Famed poets to give readings and discuss their craft
Nearly all the living winners of Yale's Bollingen Prize in poetry will read their works and take part in public discussions as part of "Yale, A Place for Poetry," Thursday-Friday, Sept. 19-20.
The participants, who are among the nation's most acclaimed poets, include Pulitzer Prize-winners John Ashbery, Louise Glück, Anthony Hecht, Donald Justice, W.S. Merwin and Gary Snyder; former U.S. poet laureates Mark Strand, Stanley Kunitz and Richard Wilbur (the latter two also Pulitzer Prize-winners); and the award-winning authors Robert Creeley and John Hollander. The latter is the A. Bartlett Giamatti Professor of English at Yale.
The event will begin with public readings by the poets at 8 p.m. on Thursday at First Church of Christ in New Haven (Center Church on the Green), 311 Temple St.
On Friday, there will be concurrent panel discussions 9:30 a.m.-12:30 p.m. at the Whitney Humanities Center, 53 Wall St.
The panel on "American Traditions in Poetry" will be moderated by Yale Professor Langdon Hammer and feature as panelists Glück, Creeley, Ashbery, Kunitz and Strand.
The second panel, "The Craft of Poetry Today," will be moderated by the poet, librettist and Yale Review editor J.D. McClatchy and feature as panelists Wilbur, Hecht, Hollander, Justice, Merwin and Snyder.
All the events are free and open to the public. The event is sponsored by the Beinecke Rare Book and Manuscript Library and the Whitney Humanities Center.
The Bollingen Prize was established in 1948 by the late Paul Mellon '29 B.A. and named after Carl Jung's home in Switzerland. The prize, which is administered by the Yale Library's Collection of American Literature, is presented every two years for the best volume published in that time frame or for a poet's lifetime achievement.
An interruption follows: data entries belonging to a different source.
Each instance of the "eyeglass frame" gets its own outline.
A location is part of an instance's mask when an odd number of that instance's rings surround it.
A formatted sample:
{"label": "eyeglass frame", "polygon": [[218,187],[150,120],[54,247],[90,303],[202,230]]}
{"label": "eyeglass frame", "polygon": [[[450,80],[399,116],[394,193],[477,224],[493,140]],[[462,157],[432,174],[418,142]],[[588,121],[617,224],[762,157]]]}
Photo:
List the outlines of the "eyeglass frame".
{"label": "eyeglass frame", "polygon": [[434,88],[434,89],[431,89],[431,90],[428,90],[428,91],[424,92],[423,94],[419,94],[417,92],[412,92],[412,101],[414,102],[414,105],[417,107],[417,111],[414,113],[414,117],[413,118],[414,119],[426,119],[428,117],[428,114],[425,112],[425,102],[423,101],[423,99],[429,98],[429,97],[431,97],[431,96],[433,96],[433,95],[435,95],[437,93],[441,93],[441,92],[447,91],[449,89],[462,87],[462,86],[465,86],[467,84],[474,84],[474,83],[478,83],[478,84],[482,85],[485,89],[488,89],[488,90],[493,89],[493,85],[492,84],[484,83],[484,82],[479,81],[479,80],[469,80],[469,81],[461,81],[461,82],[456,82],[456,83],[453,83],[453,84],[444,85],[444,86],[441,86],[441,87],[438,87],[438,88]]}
From its controversial beginnings in 1948, when Ezra Pound received the reward for his "The Pisan Cantos" (which he had written while incarcerated on charges of treason), the Bollingen Prize has honored poets whose work continues to define modern American literature. It has become one of the most prestigious prizes available to American writers and has been a force in shaping contemporary American letters. Previous winners include such notables as Wallace Stevens, Marianne Moore, Archibald McLeish, W.H. Auden, Conrad Aiken, e.e. cummings, Robert Frost and Robert Penn Warren.